Saturday, January 26, 2008
Video of "Our Life in Poetry: Emily Dickinson"
Friday, January 25, 2008
Bio of Emily Dickinson
At twenty she began withdrawing from the world. She stayed away from public functions. Then stayed just to her garden. Then to her house, and finally just to her room. Her father was very controlling and very afraid for her health. She had many illnesses. Went blind or nearly blind for years and went blind the last two years of her life. She probably had consumption and is believed to have died of Bright's disease, but underneath these physical and psychological reasons for withdrawal was a conscious choice to choose the life of renunciation and spiritual commitment. For most of her life she simply wore white though she often had many pockets sewn in which to keep a pencil and scraps of paper to write down her poems. She never published her poems since publishing was not the point of the writing and she rejected material success. She also was a great cultivator of flowers and spent hours in her conservatory. She sent countless letters to friends, people in need, often refurbished with her poems and flowers. She had a number of passionate loves and friendships, primarily on paper. For children, she would often lower a basket of gingerbread by a rope out her upstairs window. It was said that the death of her nephew eight year old Gilbert sent her into full retreat. In her later years she saw almost nobody. Letters were her primary contact.

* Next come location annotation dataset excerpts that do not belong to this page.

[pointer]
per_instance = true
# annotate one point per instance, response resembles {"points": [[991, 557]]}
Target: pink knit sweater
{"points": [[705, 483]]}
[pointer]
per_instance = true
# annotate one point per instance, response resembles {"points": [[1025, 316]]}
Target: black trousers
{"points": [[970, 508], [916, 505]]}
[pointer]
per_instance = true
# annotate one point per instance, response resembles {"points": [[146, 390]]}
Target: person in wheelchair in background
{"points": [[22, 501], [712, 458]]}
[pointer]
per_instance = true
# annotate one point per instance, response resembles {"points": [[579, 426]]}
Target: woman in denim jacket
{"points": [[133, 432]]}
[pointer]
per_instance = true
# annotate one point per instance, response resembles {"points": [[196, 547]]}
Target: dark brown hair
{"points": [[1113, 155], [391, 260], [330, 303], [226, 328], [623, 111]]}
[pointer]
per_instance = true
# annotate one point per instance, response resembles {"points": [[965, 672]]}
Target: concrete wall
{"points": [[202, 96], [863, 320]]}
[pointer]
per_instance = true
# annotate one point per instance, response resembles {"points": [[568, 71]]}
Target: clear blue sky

Mentors and inspirational sources were Charles Wadsworth (a well known reverend and fiery thinker of the time), Emerson, Shakespeare, Jonathan Edwards (a Calvinist--but she rejected the outer forms as it was manifest in the churches and by her family and went on her own inner search), the Bible and the Dictionary.
She had little comfort in religious forms but the ecstatic was a balm. And on one level she made no distinction between terror and the joyful. All of it was connected to living. She felt intimately connected with all life. Many poems were written about flowers, flies, a snake, the woods, mountains, sunsets, the sea --all against the backdrop of the eternal. Her last written words were, "Called back." When she died her sister found a box under her bed with over a thousand poems in it. No one had known.
About her poetry, people have spent decades studying it. She left almost 2,000 poems. The scope and body of work is so vast it can be likened to the story of the blind men touching different parts of an elephant and describing what they touch as what an elephant is. Like Shakespeare, Dickinson is revisioned and reframed with each successive modern construct and trend, from psychoanalysis to purported lesbian relationships. Like Shakespeare her work is bigger than anything that can be pinned down. Two cogent analyses come from “My Emily Dickinson” by Susan Howe. According to Howe, Dickinson was inspired by Jonathan Edwards and believed that words were annexed to reality by sensation. (p. 49). In poem after poem it is the sensation which leads you in. And, “Edwards and Dickinson forced people through shock and through subtraction of the ordinary, to a new way of perceiving. Subject and object were fused at that moment, into the immediate ‘feeling’ of understanding. This re-ordering of the forward process of reading is what makes her poetry and the prose of her letters among the most original writing of her century.” (p.51)I believe that the vitality and multi-dimensionality of her poetry is rarely met in modern poetry today. Like a contemplative, her retreats gave her room to hear the non-ordinary. She used the cold steel of her life, her passion for nature, and her constant awareness that there was never any separation from the Immortal as the forge to create her work.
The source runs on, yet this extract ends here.